Ты мне руку тихо подаешь,
Молчаливо смотришь на меня,
И в руке твоей — немая дрожь, –
Жизнь еще не прожитого дня.
Пo нашим с мамой предположениям, его первой любовью была бледная, сероглазая, русая и красивая, — но, как нам казалось — быть может, ошибочно — незначительная, — Лена Тютюнджи, караимка, дочка директора коктебельского писательского дома отдыха, чуть постарше Алеши и, по слухам, в 1935 г. приехавшая в Ленинград учиться. Серия стихов тянулась с 1934 до 1937 г. (Алешины 15–18 лет), и там был юг, море, ступеньки одноэтажного дома, серые печальные глаза и ленинградские улицы. Но, безусловно, мы могли ошибаться.

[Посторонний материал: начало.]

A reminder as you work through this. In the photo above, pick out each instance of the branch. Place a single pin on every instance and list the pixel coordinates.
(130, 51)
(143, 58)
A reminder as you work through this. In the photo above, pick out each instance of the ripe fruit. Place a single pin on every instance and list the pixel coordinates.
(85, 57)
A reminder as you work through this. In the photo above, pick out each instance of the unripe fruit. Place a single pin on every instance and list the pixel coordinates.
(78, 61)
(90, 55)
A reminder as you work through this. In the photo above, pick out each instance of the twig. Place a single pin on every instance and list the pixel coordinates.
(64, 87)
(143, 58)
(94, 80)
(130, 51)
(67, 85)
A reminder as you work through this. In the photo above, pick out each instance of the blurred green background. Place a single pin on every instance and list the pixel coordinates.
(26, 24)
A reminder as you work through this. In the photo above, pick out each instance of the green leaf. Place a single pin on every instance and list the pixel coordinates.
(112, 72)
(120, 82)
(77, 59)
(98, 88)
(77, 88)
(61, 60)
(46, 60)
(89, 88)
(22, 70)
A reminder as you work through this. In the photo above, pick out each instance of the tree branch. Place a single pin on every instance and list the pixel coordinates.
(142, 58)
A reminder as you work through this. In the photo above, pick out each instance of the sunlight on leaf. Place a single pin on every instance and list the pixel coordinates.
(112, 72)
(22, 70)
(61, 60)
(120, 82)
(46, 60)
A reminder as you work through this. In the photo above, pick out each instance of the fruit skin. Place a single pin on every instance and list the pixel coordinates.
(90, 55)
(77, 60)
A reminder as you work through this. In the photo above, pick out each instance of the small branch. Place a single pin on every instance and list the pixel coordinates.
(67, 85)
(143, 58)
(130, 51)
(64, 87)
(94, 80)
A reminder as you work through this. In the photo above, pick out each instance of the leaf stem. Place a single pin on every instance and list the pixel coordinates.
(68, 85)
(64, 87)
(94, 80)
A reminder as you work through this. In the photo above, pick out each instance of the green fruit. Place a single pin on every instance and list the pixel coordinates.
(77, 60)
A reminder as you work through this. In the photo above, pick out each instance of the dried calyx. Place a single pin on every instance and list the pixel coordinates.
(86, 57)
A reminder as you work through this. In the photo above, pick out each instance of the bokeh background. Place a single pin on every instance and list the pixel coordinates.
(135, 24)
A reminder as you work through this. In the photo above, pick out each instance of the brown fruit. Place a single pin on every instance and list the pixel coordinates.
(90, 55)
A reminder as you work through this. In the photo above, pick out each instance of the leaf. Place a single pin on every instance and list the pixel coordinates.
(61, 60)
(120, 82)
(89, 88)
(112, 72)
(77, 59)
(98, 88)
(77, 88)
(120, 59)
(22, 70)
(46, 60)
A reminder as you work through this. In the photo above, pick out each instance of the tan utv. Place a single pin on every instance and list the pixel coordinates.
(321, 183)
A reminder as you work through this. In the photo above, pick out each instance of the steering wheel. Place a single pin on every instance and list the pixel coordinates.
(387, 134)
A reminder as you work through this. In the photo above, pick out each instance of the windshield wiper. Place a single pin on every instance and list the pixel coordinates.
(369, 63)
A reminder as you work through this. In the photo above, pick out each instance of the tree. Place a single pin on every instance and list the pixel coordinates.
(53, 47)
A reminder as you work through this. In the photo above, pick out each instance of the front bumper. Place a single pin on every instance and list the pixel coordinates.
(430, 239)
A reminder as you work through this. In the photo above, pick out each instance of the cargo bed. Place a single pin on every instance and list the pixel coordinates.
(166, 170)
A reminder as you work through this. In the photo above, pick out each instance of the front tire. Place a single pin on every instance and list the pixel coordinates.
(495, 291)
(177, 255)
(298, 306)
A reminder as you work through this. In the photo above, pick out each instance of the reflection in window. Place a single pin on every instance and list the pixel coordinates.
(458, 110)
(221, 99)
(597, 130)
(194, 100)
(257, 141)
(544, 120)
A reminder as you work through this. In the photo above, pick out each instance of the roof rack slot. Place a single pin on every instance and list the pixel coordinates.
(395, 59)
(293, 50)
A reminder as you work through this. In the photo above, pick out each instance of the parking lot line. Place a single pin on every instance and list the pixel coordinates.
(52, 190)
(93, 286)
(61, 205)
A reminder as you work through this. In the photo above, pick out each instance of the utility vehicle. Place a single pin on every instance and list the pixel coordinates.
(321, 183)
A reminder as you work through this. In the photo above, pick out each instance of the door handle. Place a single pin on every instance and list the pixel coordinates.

Папа последнее время нигде не работал — он был уже год или два как принят в Союз писателей, ушел из Арктического института, где отношения стали складываться неважные с начальством, — прежде всего, с новым директором издательства, — теперь папа, сидя по обыкновению за столом перед золоченым медведем до поздней ночи в пиратском головном платке и золотистом дедушкином бухарском халате, что-то переводил, но, главное, писал книги по истории полярных исследований — уже вышла книга «Руал Амундсен» для серии «Жизнь замечательных людей» и краткая «История полярных исследований» и была начата большая книга на ту же тему. Книга была задумана как научно-популярная, но специальных монографий на эту тему не существовало, — и дома появились многочисленные подлинные отчеты об экспедициях — Шекльтона, Скотта, Седова, де Жерлаша, Нансена, Крашенинникова. Обед происходил все так же весело и шумно, на столе появлялся на серебряной тарелочке дареный серебряный кувшинчик с водкой и крошечными серебряными рюмками. Ровно одну папа выпивал перед обедом, потом шел отдыхать перед долгой работой. Дом был постоянно полон гостей из числа литераторов и завсегдатаев Коктебеля — М.Э.Козаков, М.С.Слонимский, С.А.Заранск, С.А.Богданович, Н.Я.Рыкова, и, конечно, в любое время заходили старые друзья и родные — тетя Анюта, тетя Женя, тетя Варя, бабушка Мария Ивановна; Борис и Надя Дьяковы, Серафима Федоровна Филиппова с мужем. И многие другие.
Раз в году появлялся неизменный Иван Вылегжанин, бывший швейцар Азовско-Донского коммерческого банка — «проздравить Михаила Алексеевича».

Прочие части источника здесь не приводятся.